As Kurdish forces recaptured areas seized by the militants in 2014, western media celebrated the brave fighters of the Kurdish Women’s Protection Units (YPJ) with glossy photoshoots of young women on the frontlines.
Now, the US has shifted strategies in Syria, throwing its support behind al-Sharaa, whose rebel offensive overthrew Bashar al-Assad in December 2024.
Confirmation came via X when Barrack announced the end of US support for the SDF, stating that the original purpose of the partnership had “largely expired.”
“Today, the situation has fundamentally changed. Syria now has an acknowledged central government that has joined the Global Coalition to Defeat ISIS (as its 90th member in late 2025), signaling a westward pivot and cooperation with the U.S on counterterrorism.”
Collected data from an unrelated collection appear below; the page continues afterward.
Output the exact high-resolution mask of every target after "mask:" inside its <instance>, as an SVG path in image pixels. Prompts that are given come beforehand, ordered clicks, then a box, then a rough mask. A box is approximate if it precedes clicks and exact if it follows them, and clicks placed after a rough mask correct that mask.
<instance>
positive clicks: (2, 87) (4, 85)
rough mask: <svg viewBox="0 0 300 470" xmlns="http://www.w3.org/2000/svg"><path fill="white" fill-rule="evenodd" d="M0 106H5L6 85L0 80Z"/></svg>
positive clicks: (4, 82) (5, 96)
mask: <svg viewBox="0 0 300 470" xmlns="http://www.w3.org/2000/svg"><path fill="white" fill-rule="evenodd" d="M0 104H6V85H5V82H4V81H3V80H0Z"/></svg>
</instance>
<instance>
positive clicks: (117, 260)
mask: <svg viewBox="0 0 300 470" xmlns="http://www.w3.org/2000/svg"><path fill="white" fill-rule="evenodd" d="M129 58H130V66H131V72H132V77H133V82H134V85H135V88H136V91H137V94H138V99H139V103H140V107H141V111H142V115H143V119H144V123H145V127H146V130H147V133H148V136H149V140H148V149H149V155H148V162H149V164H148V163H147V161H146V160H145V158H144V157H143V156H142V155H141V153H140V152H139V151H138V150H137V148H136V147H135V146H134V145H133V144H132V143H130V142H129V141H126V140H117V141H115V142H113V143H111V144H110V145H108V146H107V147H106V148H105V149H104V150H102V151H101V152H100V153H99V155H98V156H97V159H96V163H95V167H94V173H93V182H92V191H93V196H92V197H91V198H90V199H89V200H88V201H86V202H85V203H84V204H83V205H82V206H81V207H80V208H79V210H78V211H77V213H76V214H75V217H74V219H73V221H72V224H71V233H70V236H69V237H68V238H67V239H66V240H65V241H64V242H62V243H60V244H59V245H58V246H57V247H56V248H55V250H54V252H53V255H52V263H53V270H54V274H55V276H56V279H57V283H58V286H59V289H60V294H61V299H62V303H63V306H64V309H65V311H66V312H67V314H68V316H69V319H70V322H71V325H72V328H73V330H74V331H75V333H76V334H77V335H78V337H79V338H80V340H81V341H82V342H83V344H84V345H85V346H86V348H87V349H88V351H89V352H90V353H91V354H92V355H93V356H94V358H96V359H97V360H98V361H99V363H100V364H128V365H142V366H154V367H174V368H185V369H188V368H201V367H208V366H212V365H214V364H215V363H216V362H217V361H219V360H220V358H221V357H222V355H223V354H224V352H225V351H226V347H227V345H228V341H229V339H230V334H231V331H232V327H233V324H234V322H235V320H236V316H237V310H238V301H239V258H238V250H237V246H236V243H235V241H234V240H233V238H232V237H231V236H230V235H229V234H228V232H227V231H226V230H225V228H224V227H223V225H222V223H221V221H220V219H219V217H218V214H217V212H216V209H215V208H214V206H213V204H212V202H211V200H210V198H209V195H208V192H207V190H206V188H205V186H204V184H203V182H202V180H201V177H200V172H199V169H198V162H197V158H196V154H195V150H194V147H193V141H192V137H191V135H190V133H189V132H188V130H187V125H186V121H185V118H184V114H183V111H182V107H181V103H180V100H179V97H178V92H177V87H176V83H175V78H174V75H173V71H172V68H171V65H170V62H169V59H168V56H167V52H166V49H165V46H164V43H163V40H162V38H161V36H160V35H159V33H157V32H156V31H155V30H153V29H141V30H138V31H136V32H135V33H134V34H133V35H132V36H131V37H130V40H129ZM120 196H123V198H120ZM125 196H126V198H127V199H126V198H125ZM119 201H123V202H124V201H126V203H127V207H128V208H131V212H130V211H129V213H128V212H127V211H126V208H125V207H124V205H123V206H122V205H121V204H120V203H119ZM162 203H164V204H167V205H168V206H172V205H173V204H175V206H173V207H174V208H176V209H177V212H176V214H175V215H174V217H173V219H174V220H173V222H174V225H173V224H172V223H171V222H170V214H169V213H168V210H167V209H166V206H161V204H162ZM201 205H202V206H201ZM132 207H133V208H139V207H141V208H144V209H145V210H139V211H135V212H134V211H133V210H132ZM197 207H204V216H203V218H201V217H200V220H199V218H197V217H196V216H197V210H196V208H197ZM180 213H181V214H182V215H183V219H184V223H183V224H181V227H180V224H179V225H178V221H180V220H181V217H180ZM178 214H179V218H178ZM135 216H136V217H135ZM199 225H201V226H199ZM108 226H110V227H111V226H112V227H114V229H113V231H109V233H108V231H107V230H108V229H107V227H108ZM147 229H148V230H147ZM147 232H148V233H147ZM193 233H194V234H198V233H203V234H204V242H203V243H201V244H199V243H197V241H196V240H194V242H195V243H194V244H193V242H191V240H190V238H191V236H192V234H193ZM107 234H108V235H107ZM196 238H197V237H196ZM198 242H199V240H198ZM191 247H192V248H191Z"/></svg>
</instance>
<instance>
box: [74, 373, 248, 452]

“Damascus is now both willing and positioned to take over security responsibilities, including control of ISIS detention facilities and camps,” he added.
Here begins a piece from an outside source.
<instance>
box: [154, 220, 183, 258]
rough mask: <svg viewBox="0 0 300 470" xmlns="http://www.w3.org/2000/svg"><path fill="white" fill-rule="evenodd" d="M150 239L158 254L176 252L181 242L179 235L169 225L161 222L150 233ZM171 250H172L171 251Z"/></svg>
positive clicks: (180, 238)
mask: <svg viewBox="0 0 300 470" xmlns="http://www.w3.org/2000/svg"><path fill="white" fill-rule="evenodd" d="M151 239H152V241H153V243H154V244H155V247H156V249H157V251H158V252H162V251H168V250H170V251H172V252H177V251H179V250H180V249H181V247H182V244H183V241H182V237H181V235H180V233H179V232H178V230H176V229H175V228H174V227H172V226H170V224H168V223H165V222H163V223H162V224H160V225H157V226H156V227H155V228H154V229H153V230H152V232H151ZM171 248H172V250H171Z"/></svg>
Other US politicians voiced concern over the dangers posed by another Western betrayal of the Kurds.
“I support a fair chance for the new Syrian government, however if there’s an escalation of attacks against the Kurds by Syrian forces supported by Turkey, this will create a whole new dynamic,” Senator Lindsay Graham wrote on X.
Former Secretary of State Mike Pompeo echoed these sentiments, stating that “turning our backs on our Kurdish allies would be a moral and strategic disaster.”
He also warned of the wider risk posed by the escape of ISIS members from SDF-held prisons in Syria. “If unchecked, we could soon see mass displacement, ethnic cleansing, and the possible reemergence of ISIS as a powerful player inside Syria and a global terrorist threat,” he said in an opinion piece for The Washington Post.
Until fighting erupted, the SDF held around 8,000 suspected ISIS fighters and over 30,000 people linked to the group in prisons across north-eastern Syria. Among them are women and children detained at al-Hol, including foreign nationals from countries that refuse to repatriate them.
As clashes escalated, dozens of ISIS detainees escaped from al-Shaddadi prison in northeast Syria, some of whom were later rounded up. The US is in the process of transferring around 7,000 prisoners to a “secure location” in Iraq, reflecting Washington’s underlying doubts over the security capabilities of al-Sharaa’s administration.
Publicly, US President Donald Trump has embraced Syria’s interim President, describing him as a “young, attractive guy—tough guy” when they met last year.
Al-Sharaa, a former jihadist who until 2024 had a $10 million bounty on his head for past links to al-Qaida and ISIS, has “a real shot at pulling it all together,” President Trump said at the time.
In the aftermath of a tentative truce, prospects for a peaceful resolution remain to be seen. The agreement lays out a path to national unity, but for Syria’s Kurds, who made huge sacrifices in the war against ISIS, forcible inclusion comes at the cost of hard-won achievements over the past decade.
“What is threatened is the right to political and cultural existence within a unified Syria, not as a marginal component or a victim, but as a real partner in shaping the future,” said Eminê Osê, deputy co-chair of the DAANES Executive Council.
In Kobane, where self-rule offered an alternative to authoritarianism and extremism, the government offensive reinforces a familiar cycle, where repression fuels resistance and violence ensues.
For many Kurds, the dismantling of Rojava relinquishes more than territory. “Targeting this model means closing one of the few remaining paths toward real peace built on justice, recognition, women’s participation, and the protection of diversity,” Osê said.
“What is at stake is not a piece of geography, but the possibility of a different Syria.”